|Title||Three Essays in Public Economics|
|Year of Publication||2006|
|University||The University of Wisconsin - Madison|
|City||United States -- Wisconsin|
|Keywords||Consumption and Savings, Medicare/Medicaid/Health Insurance, Methodology, Net Worth and Assets|
The first essay uses the policy changes surrounding the 1992 Amendments to the Higher Education Act (HEA92) to examine the effects that the implicit financial-aid tax has on household saving behavior, particularly on portfolio choices. The empirical results show that the financial-aid tax does not significantly affect the total level of wealth. However, families significantly adjust their portfolio composition to avoid the tax. In addition, families seem to lack knowledge about financial-aid rules if they have not experienced with the financial-aid applications. Even if families know the rules, they do not change assets in response to the financial-aid tax if they face no imminent taxation. This second essay uses the policy changes surrounding the 1992 Amendments to the Higher Education Act (HEA92) to examine the reasons for which families have borrowed much more after the HEA92 increased the loan limits on subsidized and unsubsidized student loans. I find that the loan-limit changes do not significantly affect education investments.
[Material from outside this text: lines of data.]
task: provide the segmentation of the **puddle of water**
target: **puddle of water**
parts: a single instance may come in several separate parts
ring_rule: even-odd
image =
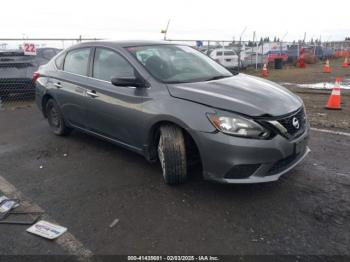
[[[312,84],[297,84],[297,83],[280,83],[282,86],[297,86],[300,88],[312,88],[312,89],[332,89],[334,83],[321,82],[321,83],[312,83]],[[342,89],[350,89],[350,79],[344,79],[340,85]]]

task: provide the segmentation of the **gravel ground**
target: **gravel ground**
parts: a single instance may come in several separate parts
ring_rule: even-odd
[[[350,67],[342,68],[343,58],[331,59],[331,73],[323,73],[323,64],[306,65],[306,68],[297,68],[295,66],[285,66],[282,70],[269,69],[268,79],[275,82],[287,83],[318,83],[318,82],[334,82],[336,77],[350,78]],[[260,72],[250,69],[248,74],[259,75]]]

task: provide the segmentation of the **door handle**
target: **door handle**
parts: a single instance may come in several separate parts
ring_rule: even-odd
[[[61,88],[61,87],[62,87],[62,85],[61,85],[60,82],[54,83],[53,85],[54,85],[55,87],[57,87],[57,88]]]
[[[88,96],[91,96],[92,98],[98,97],[98,94],[96,94],[96,91],[94,91],[94,90],[87,91],[86,94]]]

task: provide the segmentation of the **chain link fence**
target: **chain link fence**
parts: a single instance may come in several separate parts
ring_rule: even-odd
[[[271,42],[271,41],[227,41],[227,40],[168,40],[174,43],[191,45],[223,65],[231,62],[231,67],[237,69],[255,68],[266,64],[280,69],[283,65],[298,65],[303,54],[305,63],[337,57],[347,57],[350,51],[350,41],[339,42]],[[225,52],[225,51],[233,51]],[[277,63],[278,62],[278,63]]]
[[[61,50],[97,39],[0,39],[0,110],[32,103],[33,74]]]
[[[32,102],[35,95],[33,73],[62,49],[91,40],[99,39],[0,39],[0,109],[7,105]],[[284,65],[297,66],[301,53],[305,63],[312,64],[347,57],[350,51],[350,41],[167,41],[193,46],[232,70],[260,70],[264,64],[276,69]],[[33,51],[31,48],[35,52],[30,52]]]

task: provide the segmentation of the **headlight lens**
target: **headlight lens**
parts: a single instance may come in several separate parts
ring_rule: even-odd
[[[253,120],[238,115],[208,114],[210,122],[219,131],[240,137],[266,139],[270,132]]]

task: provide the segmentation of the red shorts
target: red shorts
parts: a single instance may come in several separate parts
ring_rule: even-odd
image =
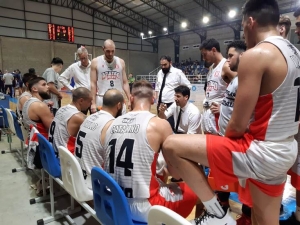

However, families significantly reduce some other financial instruments used to finance students' higher education, including loans from parents, parents' direct contributions, working while in school, and work-study aid. The third essay uses the Health and Retirement Study to study the effects of group health insurance on women's retirement decisions. I find the availability of alternative group health insurance, including retiree health insurance and spousal health insurance, significantly increases the retirement hazard and decreases retirement age for women. Married women are much more sensitive to the availability of spousal health insurance than to retiree health insurance. Medicare also has significant effect on women' retirement behavior.